The decision from the Wisconsin’s District II Court of Appeals sided with developer Bridget Fassett, who argued the city of Brookfield wrongly demanded she pay to install a public street in exchange for approving a proposed subdivision on 5 acres of land off Gebhardt Road in the city.  The court’s ruling is recommended for publication, meaning it could set precedent for other land use cases in Wisconsin.

Interests that include the Wisconsin Builders Association, Wisconsin Realtors Association and NAOIP-Wisconsin intervened in the case. Rodney Carter, a partner at Husch Blackwell who represented Fassett, said development interests saw the case’s potential to shape how municipalities can compel builders to shoulder the cost of public infrastructure.

The court’s decision found Brookfield’s requirement that Fassett give up a portion of the 5-acre parcel for a public road, then pay to have it built amounted to an unconstitutional taking of private property. While cities have powers to dedicate land for public use, the decision shows developers must be compensated for giving up land for public projects, Carter said.

“I think communities are going to be more careful when they require that extraction without compensation,” he said. “If cities are going to require dedications of land, I think they’re going to look harder at that.” 

Brookfield city officials did not return a message seeking comment by press time Friday.

Fassett sued Brookfield in January 2020 after seeking to develop a five-home subdivision on a parcel of land that sits between two other housing developments in the city. On either side of the property, existing subdivisions contain dead-end roads — each named Choctaw Trail — that lead to Fassett’s property.

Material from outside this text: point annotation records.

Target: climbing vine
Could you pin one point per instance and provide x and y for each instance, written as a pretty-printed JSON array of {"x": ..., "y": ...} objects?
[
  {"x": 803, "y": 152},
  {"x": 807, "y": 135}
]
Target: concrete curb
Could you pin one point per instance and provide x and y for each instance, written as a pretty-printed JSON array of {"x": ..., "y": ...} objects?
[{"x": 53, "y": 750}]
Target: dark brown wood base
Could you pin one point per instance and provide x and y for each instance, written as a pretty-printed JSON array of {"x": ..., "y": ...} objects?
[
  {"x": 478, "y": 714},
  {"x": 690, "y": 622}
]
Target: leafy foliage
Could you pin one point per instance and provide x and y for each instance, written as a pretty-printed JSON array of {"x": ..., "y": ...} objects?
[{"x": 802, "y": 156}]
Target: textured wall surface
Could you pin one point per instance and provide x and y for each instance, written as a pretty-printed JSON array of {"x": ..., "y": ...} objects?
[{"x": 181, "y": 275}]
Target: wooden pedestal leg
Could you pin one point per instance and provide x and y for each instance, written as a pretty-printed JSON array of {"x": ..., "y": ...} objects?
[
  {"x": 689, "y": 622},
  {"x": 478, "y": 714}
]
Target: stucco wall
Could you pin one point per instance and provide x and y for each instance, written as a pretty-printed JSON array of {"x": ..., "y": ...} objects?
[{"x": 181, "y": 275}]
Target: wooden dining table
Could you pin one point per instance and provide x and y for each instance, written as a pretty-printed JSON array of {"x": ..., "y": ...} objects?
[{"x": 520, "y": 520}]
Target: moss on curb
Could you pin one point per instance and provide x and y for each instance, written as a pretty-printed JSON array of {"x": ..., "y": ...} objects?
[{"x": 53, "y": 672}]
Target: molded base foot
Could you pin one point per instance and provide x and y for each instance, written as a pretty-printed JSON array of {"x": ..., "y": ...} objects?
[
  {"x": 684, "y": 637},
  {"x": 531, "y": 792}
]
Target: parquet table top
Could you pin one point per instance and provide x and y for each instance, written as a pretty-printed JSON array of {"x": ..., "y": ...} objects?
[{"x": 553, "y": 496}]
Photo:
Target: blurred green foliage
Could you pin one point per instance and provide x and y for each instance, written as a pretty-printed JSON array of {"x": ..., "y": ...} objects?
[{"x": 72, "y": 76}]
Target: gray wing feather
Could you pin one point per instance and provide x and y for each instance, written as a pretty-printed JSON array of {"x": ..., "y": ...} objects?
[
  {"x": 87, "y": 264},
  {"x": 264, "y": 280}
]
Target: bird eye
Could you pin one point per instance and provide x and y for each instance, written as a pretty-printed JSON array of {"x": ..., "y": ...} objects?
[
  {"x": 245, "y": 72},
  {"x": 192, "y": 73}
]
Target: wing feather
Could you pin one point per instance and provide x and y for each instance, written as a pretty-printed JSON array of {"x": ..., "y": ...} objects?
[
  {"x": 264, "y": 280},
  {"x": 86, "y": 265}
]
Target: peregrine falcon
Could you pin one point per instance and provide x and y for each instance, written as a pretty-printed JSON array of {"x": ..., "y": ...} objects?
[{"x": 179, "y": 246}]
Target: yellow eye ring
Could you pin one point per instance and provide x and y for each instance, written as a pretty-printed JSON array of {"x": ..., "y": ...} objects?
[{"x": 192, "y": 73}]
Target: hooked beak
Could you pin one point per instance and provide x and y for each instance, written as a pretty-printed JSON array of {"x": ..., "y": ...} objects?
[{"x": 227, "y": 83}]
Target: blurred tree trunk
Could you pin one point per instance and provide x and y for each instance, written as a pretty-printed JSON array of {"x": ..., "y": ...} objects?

When Fassett submitted plans to develop the parcel, she proposed leaving the dead-end roads as they are. But Brookfield officials favored another plan for the site, connecting Choctaw Trail with a new road running through Fassett’s land. Brookfield’s plan commission further decided that Fassett should give property for the new street and pay for the project, at a cost of about $300,000.

The Brookfield Common Council in January 2020 ultimately approved Fassett’s development plans on the condition she dedicate land for the public road and construct the project. The city reasoned that the two dead-end roads were always meant to be connected and that a city ordinance required dead-end streets and cul-de-sacs to be minimized to make way for city services, such as fire and police.

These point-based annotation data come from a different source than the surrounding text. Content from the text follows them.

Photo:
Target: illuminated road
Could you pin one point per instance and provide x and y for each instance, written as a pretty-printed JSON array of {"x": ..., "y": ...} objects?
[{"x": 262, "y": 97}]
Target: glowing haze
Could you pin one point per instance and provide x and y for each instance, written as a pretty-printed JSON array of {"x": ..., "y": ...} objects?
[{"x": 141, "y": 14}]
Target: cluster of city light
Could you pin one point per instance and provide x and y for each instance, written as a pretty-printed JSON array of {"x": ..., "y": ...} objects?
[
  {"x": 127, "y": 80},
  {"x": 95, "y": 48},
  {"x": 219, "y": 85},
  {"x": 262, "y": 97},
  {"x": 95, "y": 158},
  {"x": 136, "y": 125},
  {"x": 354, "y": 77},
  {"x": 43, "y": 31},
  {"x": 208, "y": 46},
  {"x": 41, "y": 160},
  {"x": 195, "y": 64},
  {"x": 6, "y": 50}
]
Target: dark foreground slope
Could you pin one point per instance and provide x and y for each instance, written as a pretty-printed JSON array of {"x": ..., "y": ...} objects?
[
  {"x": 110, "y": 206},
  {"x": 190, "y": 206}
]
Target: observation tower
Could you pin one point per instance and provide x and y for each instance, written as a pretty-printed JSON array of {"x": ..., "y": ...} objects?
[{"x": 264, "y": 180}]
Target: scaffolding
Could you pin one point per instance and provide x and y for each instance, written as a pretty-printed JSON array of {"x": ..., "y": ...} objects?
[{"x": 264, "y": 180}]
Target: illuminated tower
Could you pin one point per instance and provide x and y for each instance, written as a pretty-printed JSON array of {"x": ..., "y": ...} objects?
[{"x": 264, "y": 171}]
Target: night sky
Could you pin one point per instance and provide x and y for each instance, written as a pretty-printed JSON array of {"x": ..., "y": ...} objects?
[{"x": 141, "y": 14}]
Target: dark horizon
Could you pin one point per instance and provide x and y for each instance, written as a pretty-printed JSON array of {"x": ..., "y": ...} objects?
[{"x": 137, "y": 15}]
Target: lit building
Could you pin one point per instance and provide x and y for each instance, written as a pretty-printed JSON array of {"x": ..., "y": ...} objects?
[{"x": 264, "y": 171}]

Fassett filed suit over the arrangement a month after the council’s vote. The developer and her lawyers did not object to the city’s right to dedicate land for public use, but argued landowners should be compensated for giving up property, not compelled to contribute.

A circuit court judge ultimately sided with Fassett, ruling the city’s conditions unconstitutional and ordering the city to approve Fassett’s initial development plan. Brookfield appealed.

In Thursday’s appeal decision, the court affirmed the trial court’s ruling, relying on the Nollan/Dolan test, which requires governments to have a legitimate interest in acquiring property and to show taking of land and impact of a development are roughly proportional. The court found the city failed to show the street connection and property dedication were needed to offset the negative factors of the proposed subdivision development.

“It is apparent that the City would like to seize upon this opportunity to address the existing dead ends and assign the costs of providing a public benefit — a through street — to Fassett,” according to the decision authored by Court of Appeals Judge Lisa Neubauer.